Полковник Ланда засмеялся:
– В данный момент выдумывает их Дегтярь, и я, как медик, запрещаю ему чинить ущерб здоровью советского человека.
– Есть, товарищ полковник медицинской службы! – Иона Овсеич сощурил глаза, в щелках хорошо были видны черные, как яблочко на мишенях, зрачки.
На другое утро дворничку Феню Лебедеву срочно вызвали в милицию, к следователю. Человек в гражданской одежде пристально посмотрел на нее и спросил: известен ли ей такой – Граник Ефим Лазаревич? Вместо того, чтобы сразу ответить, Лебедева сунула пальцы в рот, прикусила зубами и вскрикнула:
– Покончился?
Нет, сказал следователь, живой, и тут же задал новый вопрос: а почему Лебедева думает, что он должен был покончить с собой? Феня ответила, она так не думает, а просто испугалась за человека. Хорошо, кивнул следователь, но все-таки она не предполагала ничего другого, а именно это: что Граник покончил с собой. Почему?

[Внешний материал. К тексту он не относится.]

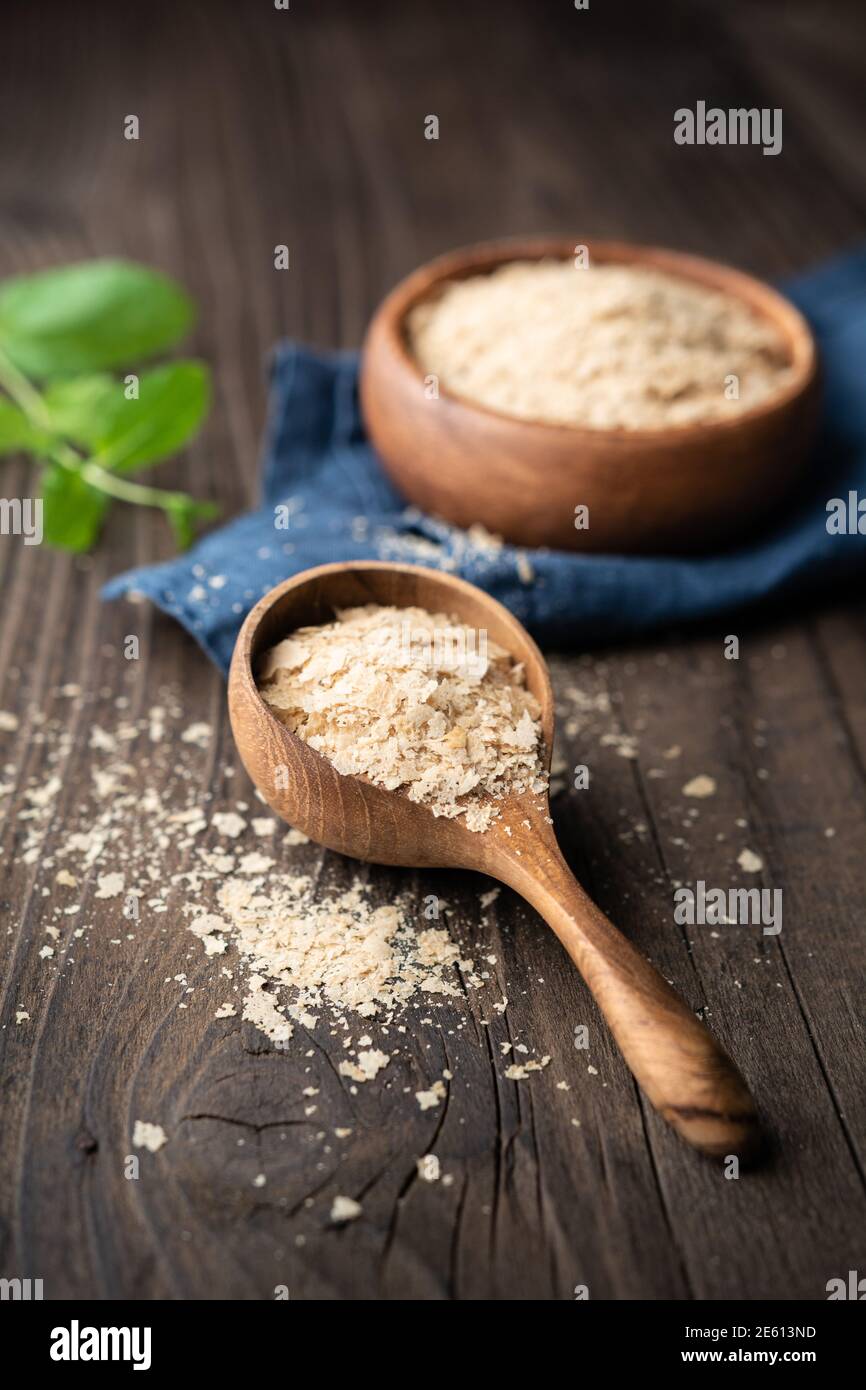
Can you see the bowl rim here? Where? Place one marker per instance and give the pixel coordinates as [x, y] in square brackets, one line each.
[483, 257]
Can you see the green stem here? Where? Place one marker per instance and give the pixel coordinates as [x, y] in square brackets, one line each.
[22, 392]
[121, 488]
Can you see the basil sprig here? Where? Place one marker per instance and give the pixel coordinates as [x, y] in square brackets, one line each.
[63, 334]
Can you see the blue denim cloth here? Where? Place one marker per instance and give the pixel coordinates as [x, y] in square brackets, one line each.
[339, 506]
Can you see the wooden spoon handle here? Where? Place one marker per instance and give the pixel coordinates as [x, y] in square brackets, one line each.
[684, 1072]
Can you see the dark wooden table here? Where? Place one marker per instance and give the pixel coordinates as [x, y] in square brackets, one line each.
[262, 127]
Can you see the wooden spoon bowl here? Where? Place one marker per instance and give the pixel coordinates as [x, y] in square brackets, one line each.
[676, 489]
[681, 1068]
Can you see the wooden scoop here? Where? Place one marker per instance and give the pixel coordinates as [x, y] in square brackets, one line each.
[681, 1068]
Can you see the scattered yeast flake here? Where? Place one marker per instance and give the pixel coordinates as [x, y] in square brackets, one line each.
[749, 862]
[344, 1209]
[701, 786]
[149, 1136]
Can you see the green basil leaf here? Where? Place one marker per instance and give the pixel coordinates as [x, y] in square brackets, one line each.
[15, 430]
[127, 434]
[170, 407]
[72, 512]
[89, 317]
[75, 406]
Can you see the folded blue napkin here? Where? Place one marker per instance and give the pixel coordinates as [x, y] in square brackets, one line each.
[325, 498]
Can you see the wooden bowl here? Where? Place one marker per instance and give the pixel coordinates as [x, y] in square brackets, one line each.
[676, 489]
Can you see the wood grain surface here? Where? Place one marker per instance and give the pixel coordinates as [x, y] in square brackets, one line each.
[305, 127]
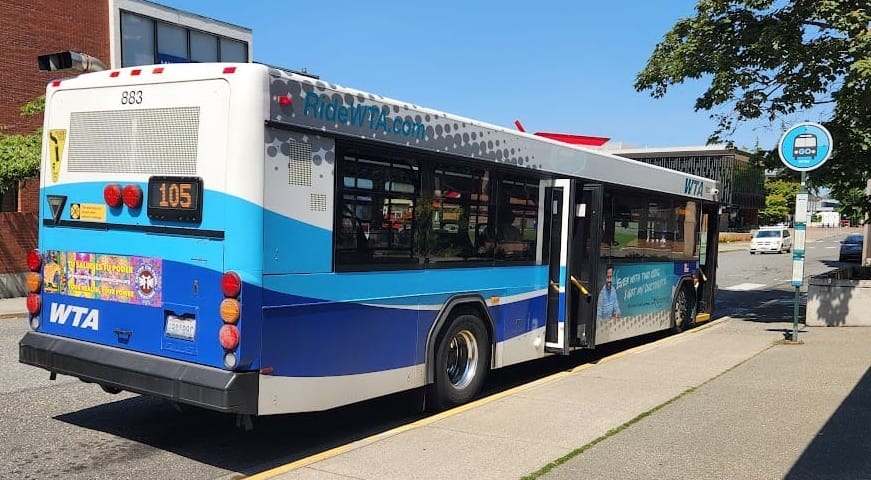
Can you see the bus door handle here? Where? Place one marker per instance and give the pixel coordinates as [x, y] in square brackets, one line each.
[580, 286]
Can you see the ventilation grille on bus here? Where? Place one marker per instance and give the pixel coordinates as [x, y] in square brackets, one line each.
[318, 202]
[159, 141]
[299, 163]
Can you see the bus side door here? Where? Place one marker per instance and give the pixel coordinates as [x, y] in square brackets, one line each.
[583, 262]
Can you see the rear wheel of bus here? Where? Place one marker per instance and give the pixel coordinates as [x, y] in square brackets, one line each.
[683, 309]
[462, 358]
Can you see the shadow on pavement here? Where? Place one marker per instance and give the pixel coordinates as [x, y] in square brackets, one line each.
[842, 448]
[774, 305]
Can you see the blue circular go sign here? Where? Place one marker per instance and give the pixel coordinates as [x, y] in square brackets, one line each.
[805, 146]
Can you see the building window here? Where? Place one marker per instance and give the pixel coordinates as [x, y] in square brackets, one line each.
[9, 198]
[204, 47]
[137, 40]
[146, 41]
[171, 44]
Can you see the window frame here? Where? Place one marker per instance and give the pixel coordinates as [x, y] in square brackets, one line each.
[427, 164]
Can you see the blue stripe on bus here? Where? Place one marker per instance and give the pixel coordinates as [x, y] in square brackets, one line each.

Феня минуту помолчала и ответила: все жильцы и соседи говорят, что Граник был немножко тронутый еще до войны, а она до войны в этом дворе не жила, пусть спрашивают у тех, кто жил. Следователь посмотрел на нее пристально, как вначале, когда она только зашла, и сказал: Граник лежит в больнице, на Слободке, состояние тяжелое, его привезли из Дюковского сада – пытался повеситься.

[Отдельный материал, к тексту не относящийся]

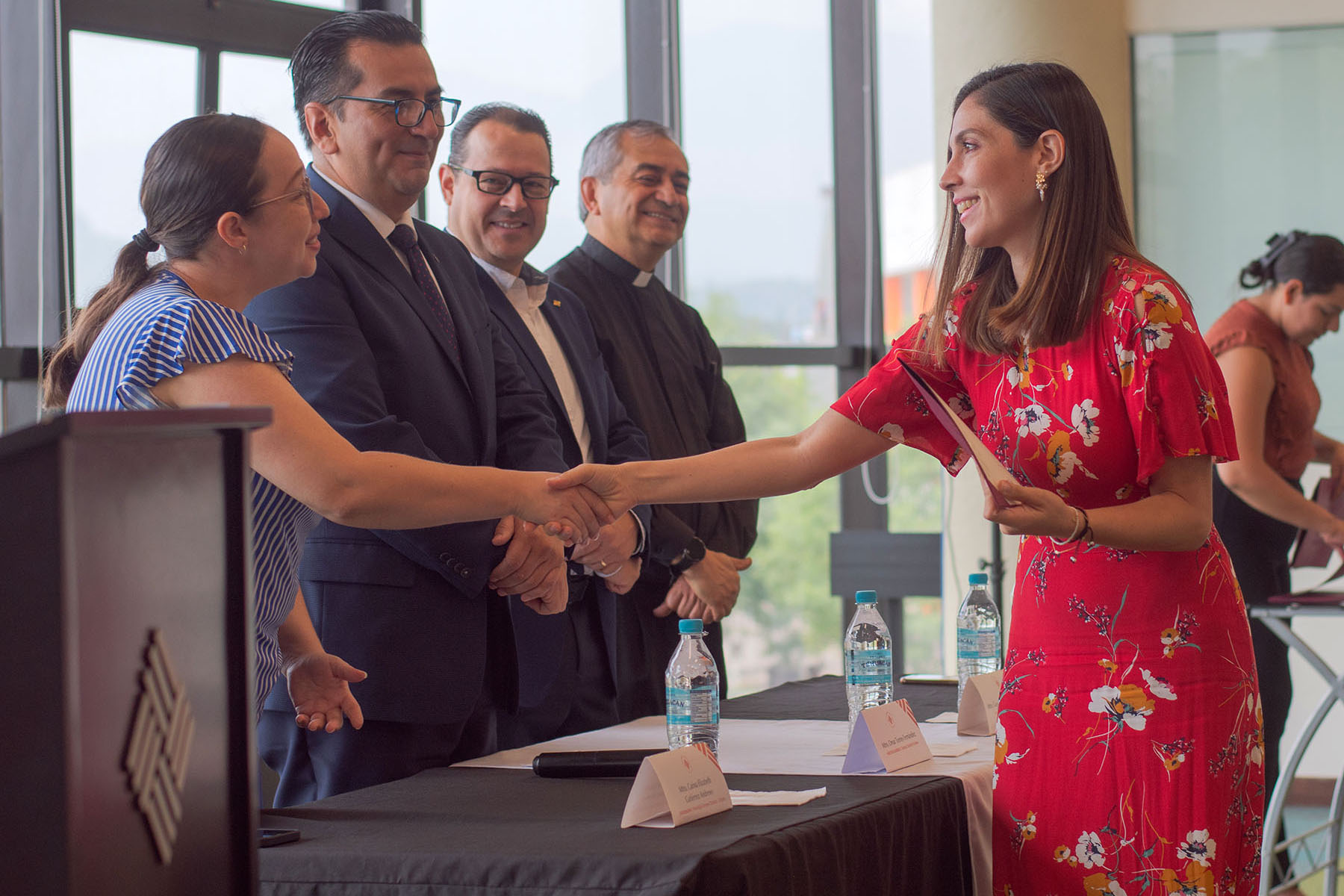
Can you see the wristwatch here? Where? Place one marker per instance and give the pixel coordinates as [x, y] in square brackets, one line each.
[691, 554]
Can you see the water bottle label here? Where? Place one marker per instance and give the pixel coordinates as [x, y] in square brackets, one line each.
[977, 644]
[868, 668]
[692, 706]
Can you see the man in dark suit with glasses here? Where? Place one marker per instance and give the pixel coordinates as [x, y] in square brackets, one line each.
[396, 348]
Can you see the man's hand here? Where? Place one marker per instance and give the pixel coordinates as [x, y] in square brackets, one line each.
[571, 514]
[715, 581]
[624, 578]
[683, 602]
[532, 566]
[319, 684]
[612, 547]
[608, 482]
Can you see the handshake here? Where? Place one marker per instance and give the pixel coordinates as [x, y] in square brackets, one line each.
[576, 505]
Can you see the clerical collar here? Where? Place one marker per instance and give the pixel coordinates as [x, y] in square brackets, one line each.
[615, 264]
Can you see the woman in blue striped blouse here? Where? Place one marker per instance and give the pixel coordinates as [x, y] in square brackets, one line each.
[228, 199]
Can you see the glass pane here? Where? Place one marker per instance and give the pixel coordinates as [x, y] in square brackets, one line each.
[114, 117]
[912, 202]
[924, 635]
[1236, 137]
[910, 207]
[786, 625]
[756, 119]
[260, 87]
[574, 80]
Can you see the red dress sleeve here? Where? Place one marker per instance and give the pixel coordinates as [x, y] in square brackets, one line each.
[1172, 388]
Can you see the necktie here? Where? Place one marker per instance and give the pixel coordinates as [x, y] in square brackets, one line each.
[403, 238]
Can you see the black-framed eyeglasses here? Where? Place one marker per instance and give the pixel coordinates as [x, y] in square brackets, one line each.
[497, 183]
[305, 191]
[410, 111]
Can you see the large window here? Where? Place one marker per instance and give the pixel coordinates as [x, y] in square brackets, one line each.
[114, 117]
[756, 127]
[1236, 139]
[754, 89]
[570, 72]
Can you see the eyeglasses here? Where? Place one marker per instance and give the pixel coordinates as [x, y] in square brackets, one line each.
[497, 183]
[305, 191]
[410, 111]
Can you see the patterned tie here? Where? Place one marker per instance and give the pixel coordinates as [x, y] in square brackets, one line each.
[403, 238]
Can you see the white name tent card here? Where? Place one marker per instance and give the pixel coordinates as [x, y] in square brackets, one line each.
[980, 704]
[676, 788]
[886, 738]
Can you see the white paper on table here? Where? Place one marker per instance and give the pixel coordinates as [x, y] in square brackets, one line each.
[797, 747]
[776, 797]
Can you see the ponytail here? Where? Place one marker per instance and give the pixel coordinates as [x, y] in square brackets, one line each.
[199, 169]
[128, 276]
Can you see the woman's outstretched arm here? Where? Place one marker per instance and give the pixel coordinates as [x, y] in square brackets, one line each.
[754, 469]
[307, 458]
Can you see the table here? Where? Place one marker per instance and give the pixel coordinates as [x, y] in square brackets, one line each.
[1307, 856]
[467, 832]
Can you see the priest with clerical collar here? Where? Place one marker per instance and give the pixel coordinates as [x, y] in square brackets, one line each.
[633, 191]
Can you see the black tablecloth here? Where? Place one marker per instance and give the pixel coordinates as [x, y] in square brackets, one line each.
[487, 830]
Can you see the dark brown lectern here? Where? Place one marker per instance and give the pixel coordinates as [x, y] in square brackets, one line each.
[127, 655]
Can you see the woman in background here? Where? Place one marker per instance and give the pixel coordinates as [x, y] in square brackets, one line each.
[1261, 344]
[228, 199]
[1128, 743]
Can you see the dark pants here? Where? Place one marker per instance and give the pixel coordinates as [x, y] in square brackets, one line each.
[1258, 547]
[582, 696]
[317, 765]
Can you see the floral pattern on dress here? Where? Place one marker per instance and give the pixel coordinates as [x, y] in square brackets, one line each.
[1128, 747]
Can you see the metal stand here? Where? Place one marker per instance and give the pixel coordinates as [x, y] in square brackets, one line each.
[1308, 852]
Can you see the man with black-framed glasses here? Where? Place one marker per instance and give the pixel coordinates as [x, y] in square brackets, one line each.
[401, 354]
[497, 184]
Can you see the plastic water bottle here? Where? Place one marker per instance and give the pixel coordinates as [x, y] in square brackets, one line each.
[867, 657]
[692, 682]
[979, 633]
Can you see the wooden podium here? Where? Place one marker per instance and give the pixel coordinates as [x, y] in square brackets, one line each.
[127, 758]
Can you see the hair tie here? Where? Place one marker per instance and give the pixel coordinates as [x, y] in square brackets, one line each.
[144, 240]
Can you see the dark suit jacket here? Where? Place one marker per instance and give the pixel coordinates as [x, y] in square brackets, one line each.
[411, 608]
[615, 438]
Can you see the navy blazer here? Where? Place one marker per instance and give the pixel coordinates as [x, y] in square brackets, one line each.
[615, 438]
[411, 608]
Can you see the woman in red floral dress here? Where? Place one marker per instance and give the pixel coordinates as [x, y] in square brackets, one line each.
[1128, 755]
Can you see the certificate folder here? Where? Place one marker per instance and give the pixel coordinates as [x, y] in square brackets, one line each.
[989, 467]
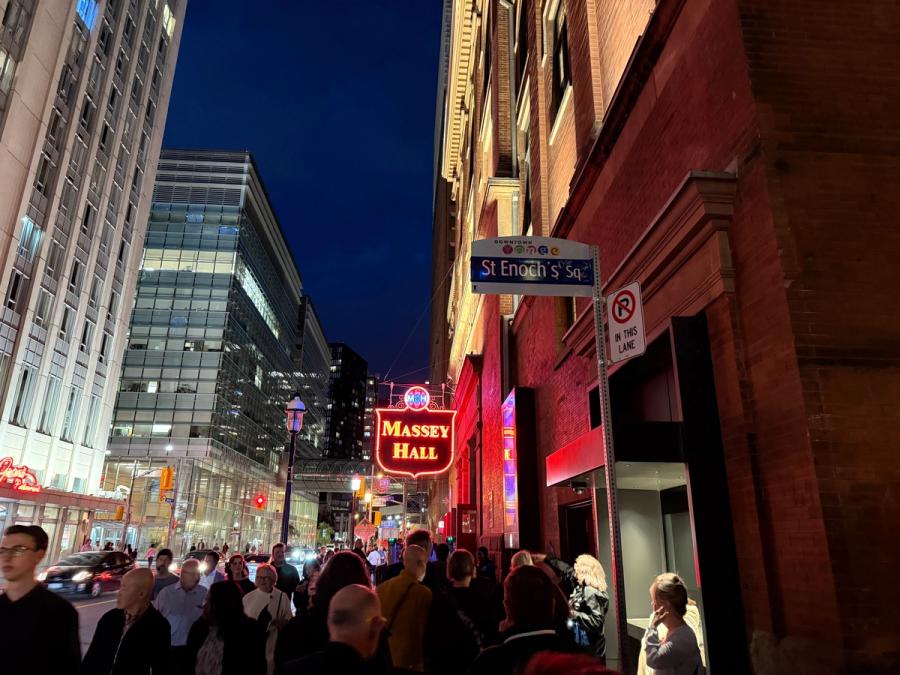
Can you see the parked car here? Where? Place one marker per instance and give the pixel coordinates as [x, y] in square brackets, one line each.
[92, 572]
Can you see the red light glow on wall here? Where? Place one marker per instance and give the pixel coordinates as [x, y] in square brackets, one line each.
[414, 441]
[19, 478]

В тот же день и на следующий милиция вызывала Орлову, Хомицкого, Дину Варгафтик и Клаву Ивановну. Беседа шла с каждым в отдельности, следователь предупреждал, чтобы говорили только правду, за ложные показания будут нести ответственность, однако, с какой стороны ни начинали, все сходились на том, что Ефим Граник всегда, еще с молодых лет, старался в своем поведении выделиться среди обыкновенных нормальных людей. Через день вызвали повторно Лялю Орлову, а потом больше уже никого не тревожили.
Товарища Дегтяря, хотя он чувствовал себя намного лучше и мог теперь самостоятельно двигаться по коридору, про новую выходку Ефима, конечно, не поставили в известность. Наоборот, Ляля сообщила, что весь двор, без исключения, стопроцентно подписался на новый заем, а насчет Ефима позволила себе выдумать небольшую подробность: как старуха Малая взяла Лизочку за руку, вместе зашли к нему, и у Ефима, в конце концов, заговорила гражданская совесть.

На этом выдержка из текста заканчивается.